In 1966, Stephen King got drunk for the first time on a two-dollar bottle of whiskey in Washington, kicking off a two-decade love-hate-mostly-hate relationship with addictive substances that nearly destroyed him and his family (King, 87). In the shadow of this addiction, King became one of the most famous authors in the country. Fueled by drugs and alcohol King wrote some of the defining stories of modern horror, many of which still capture the attention of millions through their film adaptations (including the smashing success of IT this year). Although King has been sober since the the late '80s, his whole career has been defined by the years he spent in the shadow of addiction.

In the article "Accept Defeat: The Neuroscience of Screwing up" Jonah Lehrer says that "not all date is created equal...we see what we want to see and disregard the rest" (Lehrer). So too did King disregard the alcoholism that was brewing inside him. He would "build defenses like the Dutch build dikes" (94), an idea consistent with Lehrer's "delete key" that hides meaningful information that the brain does not want to see. So too did Freud write about the repression of uncomfortable truths deep in the subconscious. The key to Freud's work was repressions, "the process (defense mechanism) whereby certain potentially upsetting notions are withheld from consciousness" (Gardner, 61).
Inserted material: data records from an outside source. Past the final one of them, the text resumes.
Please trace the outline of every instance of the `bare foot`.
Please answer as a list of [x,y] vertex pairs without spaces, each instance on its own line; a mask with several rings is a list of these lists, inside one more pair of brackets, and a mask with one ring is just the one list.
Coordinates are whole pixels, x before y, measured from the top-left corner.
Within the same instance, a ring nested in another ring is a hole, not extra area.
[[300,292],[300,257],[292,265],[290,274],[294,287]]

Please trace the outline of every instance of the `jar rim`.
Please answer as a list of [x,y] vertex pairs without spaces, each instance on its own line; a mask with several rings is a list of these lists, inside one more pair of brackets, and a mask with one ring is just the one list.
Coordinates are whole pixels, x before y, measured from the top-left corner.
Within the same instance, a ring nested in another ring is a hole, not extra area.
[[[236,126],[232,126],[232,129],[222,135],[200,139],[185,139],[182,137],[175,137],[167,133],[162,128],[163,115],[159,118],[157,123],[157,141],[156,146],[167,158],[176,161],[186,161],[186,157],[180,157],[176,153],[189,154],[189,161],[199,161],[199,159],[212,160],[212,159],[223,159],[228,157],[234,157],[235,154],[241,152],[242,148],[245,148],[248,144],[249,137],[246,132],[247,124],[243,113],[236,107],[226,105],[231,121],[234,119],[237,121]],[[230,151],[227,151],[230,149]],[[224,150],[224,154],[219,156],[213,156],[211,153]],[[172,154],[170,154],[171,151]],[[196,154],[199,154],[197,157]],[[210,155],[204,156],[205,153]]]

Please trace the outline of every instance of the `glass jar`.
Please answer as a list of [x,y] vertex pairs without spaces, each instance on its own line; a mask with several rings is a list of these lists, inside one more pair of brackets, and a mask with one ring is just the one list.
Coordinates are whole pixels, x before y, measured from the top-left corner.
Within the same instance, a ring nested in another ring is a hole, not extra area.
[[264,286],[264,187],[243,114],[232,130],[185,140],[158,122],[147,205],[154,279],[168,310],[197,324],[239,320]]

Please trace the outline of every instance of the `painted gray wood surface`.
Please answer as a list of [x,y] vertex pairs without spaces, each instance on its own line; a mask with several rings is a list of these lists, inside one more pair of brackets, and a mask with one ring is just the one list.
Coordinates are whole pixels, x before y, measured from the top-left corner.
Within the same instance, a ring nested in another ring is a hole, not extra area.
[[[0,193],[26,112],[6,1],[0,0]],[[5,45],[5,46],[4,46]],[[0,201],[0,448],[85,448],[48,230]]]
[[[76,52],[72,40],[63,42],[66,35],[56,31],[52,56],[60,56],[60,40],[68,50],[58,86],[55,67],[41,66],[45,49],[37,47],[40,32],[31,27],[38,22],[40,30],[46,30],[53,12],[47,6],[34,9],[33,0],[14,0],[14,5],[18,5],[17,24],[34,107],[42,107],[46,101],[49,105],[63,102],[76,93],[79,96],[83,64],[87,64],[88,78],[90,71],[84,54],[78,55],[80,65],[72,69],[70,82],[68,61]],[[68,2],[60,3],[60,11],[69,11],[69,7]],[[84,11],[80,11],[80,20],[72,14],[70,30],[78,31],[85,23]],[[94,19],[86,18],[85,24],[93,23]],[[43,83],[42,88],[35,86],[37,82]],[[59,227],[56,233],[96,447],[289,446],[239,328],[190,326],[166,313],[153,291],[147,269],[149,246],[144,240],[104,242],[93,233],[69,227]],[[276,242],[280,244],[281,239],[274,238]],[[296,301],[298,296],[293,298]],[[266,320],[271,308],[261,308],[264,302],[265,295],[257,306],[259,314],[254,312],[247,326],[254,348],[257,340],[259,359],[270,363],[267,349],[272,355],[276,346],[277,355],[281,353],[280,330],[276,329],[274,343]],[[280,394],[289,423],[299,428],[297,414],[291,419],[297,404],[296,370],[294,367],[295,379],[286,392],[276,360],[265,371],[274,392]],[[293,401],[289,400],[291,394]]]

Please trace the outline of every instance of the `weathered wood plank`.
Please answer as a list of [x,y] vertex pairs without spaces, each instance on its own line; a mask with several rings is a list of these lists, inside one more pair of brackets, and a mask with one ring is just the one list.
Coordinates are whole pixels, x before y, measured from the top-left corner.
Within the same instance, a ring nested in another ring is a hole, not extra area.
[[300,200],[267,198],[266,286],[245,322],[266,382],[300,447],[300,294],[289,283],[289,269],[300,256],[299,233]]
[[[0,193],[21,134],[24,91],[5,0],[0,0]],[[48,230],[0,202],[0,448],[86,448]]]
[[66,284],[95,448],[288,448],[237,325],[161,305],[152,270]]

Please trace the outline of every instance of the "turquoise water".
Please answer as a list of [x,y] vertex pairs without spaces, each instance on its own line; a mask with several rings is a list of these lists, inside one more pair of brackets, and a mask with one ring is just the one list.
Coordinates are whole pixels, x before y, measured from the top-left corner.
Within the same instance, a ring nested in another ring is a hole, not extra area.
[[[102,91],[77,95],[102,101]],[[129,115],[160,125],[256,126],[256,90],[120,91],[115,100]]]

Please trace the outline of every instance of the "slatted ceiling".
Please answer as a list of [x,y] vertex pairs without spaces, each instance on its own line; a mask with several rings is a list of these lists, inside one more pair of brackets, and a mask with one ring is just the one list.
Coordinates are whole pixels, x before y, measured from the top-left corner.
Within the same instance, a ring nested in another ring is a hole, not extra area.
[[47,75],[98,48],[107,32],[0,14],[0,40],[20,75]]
Stephen King is unique, however, because he is a writer, constantly calling on his subconscious to combine latent ideas into new stories grounded in the human experience. Thus, King wrote The Shining, the story of an alcoholic author who loses control of himself and begins hurting those whom he loves most. By his own admission, King "had written The Shining "without even realizing that I was writing about myself" (King, 95). As we learned in class, Steve Jobs spent his whole life gathering information, on typography for example, for no reason until it became relevant to his career years later. Stephen King went one further layer into the unconscious mind; he was learning things about himself without realizing it and incorporating those lessons into his writings in a way that appealed to vast audiences with no experiences of the struggles King was going through. Image result for stephen king desk
A final story on King's relationship with his addiction. In 1981, he bought a massive oak desk like he dreamed of owning his whole writing career. For six years, he wrote at that desk, drunk or high, "like a captain in charge of a voyage to nowhere" (King, 100). The desk was huge, it dominated the whole study, but when he got sober King realized that it was a monument to his failure to notice the obvious facts in front of him. He converted the room to a den, invited his family to spend time there, and re-evaluated his life. King ultimately came to the conclusion that he needed to override Lehrer's "delete key" for the good things in life that had also gone unappreciated in his decades of addiction.

Citations
Stephen King On Writing, 1999
Howard Gardener, Creating Minds 1993
Jonah Lehrer, "Accept Defeat: The Neuroscience of Screwing Up" Wired, 12.29.09

2 comments:

  1. I really like your connection between King, Freud, and Lehrer. Both creatives support Lehrer's idea of repression into the subconscious. Since Freud did actually publish work on the subconscious, I believe some of his theories were specifically made to bring out his own issues that were hidden there, such as Oedipus complex. In the same way that King used his movies to realize some of his own faults, Freud created an entire method of psychoanalysis, helping his patients but also significantly helping himself realize uncomfortable realities from the subconscious.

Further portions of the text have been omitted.